I often ask people “How many emails did you get today? Replies range from 15 to 200. Then I ask them “How many of them did you answer?” They often say something like “about 3.” Then I ask them “How many phone calls did you get today?” and often get “around 3”. Then “How many of them did you answer?” “All of them” is the reply I usually get. The truth is, a lot of people have stopped calling. Yet the response rate is much better than it is via email!
The competition really thins out in the cold calling arena. I tell people “Cold calling is like performing Shakespeare. It’s brutal. But, when it’s done well, it’s a thing of beauty.”
Customer Service Reps
Some companies are using Emotion Detection, which tracks volume and pitch of a caller’s voice. It tells people who monitor calls (when they do so), the anxiety level of the caller and is used randomly. It has grown out of voice verification technology.
For example, FedEx Corp is able to search calls from customers for the word “Wow” to glean really good, as well as really bad customer experiences.
Wisconsin Physician Service, a health insurance provider, searched calls for the word “Medicare” and “confused” to find callers who were having trouble understanding the new Medicare prescription plans.
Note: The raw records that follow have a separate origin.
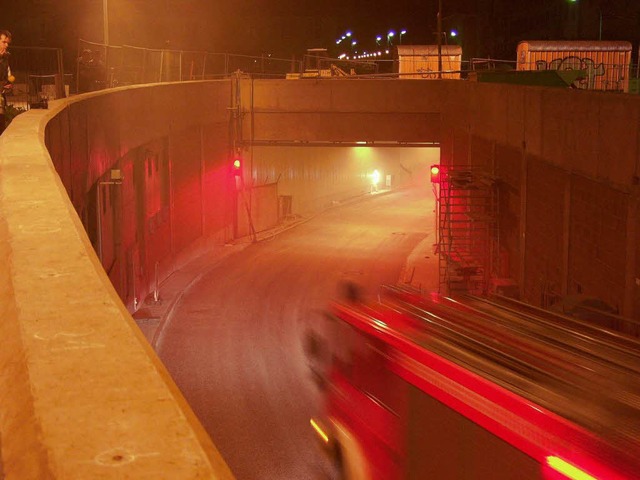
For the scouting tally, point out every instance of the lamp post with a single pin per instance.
(105, 22)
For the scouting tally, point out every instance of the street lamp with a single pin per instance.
(105, 22)
(389, 37)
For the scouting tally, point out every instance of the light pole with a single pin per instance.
(105, 22)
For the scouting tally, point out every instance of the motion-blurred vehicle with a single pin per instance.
(420, 387)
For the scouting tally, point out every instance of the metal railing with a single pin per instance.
(39, 77)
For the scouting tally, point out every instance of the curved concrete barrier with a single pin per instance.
(82, 394)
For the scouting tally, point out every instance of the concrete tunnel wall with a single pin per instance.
(567, 163)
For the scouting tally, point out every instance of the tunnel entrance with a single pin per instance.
(309, 178)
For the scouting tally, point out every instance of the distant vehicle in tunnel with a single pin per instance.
(413, 390)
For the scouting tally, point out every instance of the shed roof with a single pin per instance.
(576, 46)
(427, 50)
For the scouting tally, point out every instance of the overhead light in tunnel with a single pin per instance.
(375, 177)
(568, 470)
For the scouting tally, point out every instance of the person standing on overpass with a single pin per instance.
(5, 74)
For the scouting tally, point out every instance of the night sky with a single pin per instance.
(288, 27)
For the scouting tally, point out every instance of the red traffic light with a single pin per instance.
(237, 167)
(436, 174)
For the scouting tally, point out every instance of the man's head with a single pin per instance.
(5, 40)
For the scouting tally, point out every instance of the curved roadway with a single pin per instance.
(234, 342)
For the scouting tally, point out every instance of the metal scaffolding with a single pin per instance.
(467, 229)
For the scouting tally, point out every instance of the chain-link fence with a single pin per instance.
(39, 77)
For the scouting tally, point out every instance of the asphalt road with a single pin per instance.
(234, 342)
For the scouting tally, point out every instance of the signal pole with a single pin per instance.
(439, 38)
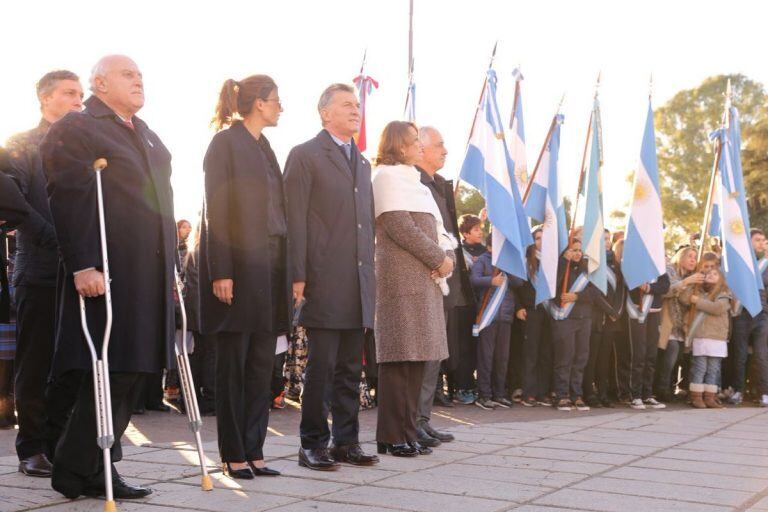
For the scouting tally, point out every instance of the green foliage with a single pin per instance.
(686, 156)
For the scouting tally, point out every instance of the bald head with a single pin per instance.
(433, 157)
(117, 81)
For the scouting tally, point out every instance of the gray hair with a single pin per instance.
(50, 80)
(328, 93)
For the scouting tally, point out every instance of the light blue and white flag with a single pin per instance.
(643, 259)
(739, 263)
(516, 139)
(488, 167)
(545, 204)
(410, 102)
(593, 237)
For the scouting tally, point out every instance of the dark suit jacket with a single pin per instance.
(330, 225)
(234, 241)
(141, 237)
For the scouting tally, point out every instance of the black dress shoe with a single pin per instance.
(238, 474)
(426, 439)
(265, 471)
(423, 450)
(444, 437)
(353, 454)
(36, 465)
(398, 450)
(121, 490)
(318, 459)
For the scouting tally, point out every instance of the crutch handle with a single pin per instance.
(100, 164)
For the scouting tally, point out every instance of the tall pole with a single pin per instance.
(477, 109)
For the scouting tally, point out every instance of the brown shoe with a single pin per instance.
(36, 465)
(710, 400)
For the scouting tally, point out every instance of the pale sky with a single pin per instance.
(187, 49)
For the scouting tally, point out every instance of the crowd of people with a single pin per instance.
(332, 283)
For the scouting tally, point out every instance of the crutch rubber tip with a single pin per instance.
(100, 164)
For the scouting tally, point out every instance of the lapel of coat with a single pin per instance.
(335, 155)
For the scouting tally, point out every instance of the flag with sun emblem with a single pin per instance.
(738, 260)
(644, 243)
(488, 167)
(593, 240)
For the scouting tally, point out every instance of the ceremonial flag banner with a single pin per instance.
(643, 259)
(545, 204)
(593, 239)
(517, 135)
(739, 263)
(365, 85)
(410, 103)
(488, 167)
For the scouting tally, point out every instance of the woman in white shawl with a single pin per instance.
(414, 255)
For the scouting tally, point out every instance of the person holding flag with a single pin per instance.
(644, 271)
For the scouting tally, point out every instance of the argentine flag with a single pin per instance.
(739, 263)
(593, 239)
(517, 135)
(488, 167)
(644, 244)
(545, 204)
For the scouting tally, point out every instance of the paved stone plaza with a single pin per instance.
(677, 459)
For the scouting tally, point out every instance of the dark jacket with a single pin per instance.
(141, 237)
(37, 258)
(331, 229)
(481, 276)
(583, 306)
(658, 290)
(461, 293)
(13, 207)
(234, 239)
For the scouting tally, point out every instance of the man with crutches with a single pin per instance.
(139, 235)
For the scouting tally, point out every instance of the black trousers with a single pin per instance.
(202, 362)
(244, 364)
(644, 339)
(78, 457)
(571, 348)
(492, 360)
(35, 318)
(398, 396)
(597, 371)
(332, 383)
(537, 353)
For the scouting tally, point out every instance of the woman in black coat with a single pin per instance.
(242, 272)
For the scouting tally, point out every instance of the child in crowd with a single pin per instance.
(708, 337)
(493, 345)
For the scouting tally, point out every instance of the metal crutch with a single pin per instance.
(188, 386)
(101, 389)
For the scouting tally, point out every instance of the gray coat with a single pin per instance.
(410, 323)
(330, 227)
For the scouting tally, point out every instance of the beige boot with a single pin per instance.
(710, 399)
(697, 401)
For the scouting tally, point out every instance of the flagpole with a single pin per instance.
(477, 109)
(543, 148)
(578, 192)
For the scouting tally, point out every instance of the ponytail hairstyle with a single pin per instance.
(236, 99)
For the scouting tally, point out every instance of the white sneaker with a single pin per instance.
(653, 403)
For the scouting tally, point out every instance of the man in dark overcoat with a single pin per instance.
(59, 92)
(330, 225)
(141, 244)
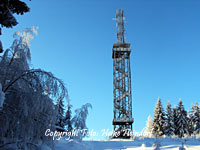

Some programs combine word searches with emotion detection. Nice Systems, Ltd., spent tens of millions of dollars developing algorithms that measure a baseline of emotion at the opening of a call. If the customer’s voice deviates from that baseline, a supervisor is alerted.
One simple way speech analytics can help consumers is by making it easier for companies to figure out if a complaint is isolated or part of a systemic problem. For example, if a company starts getting a lot of calls about a defective product, the company knows it has a problem.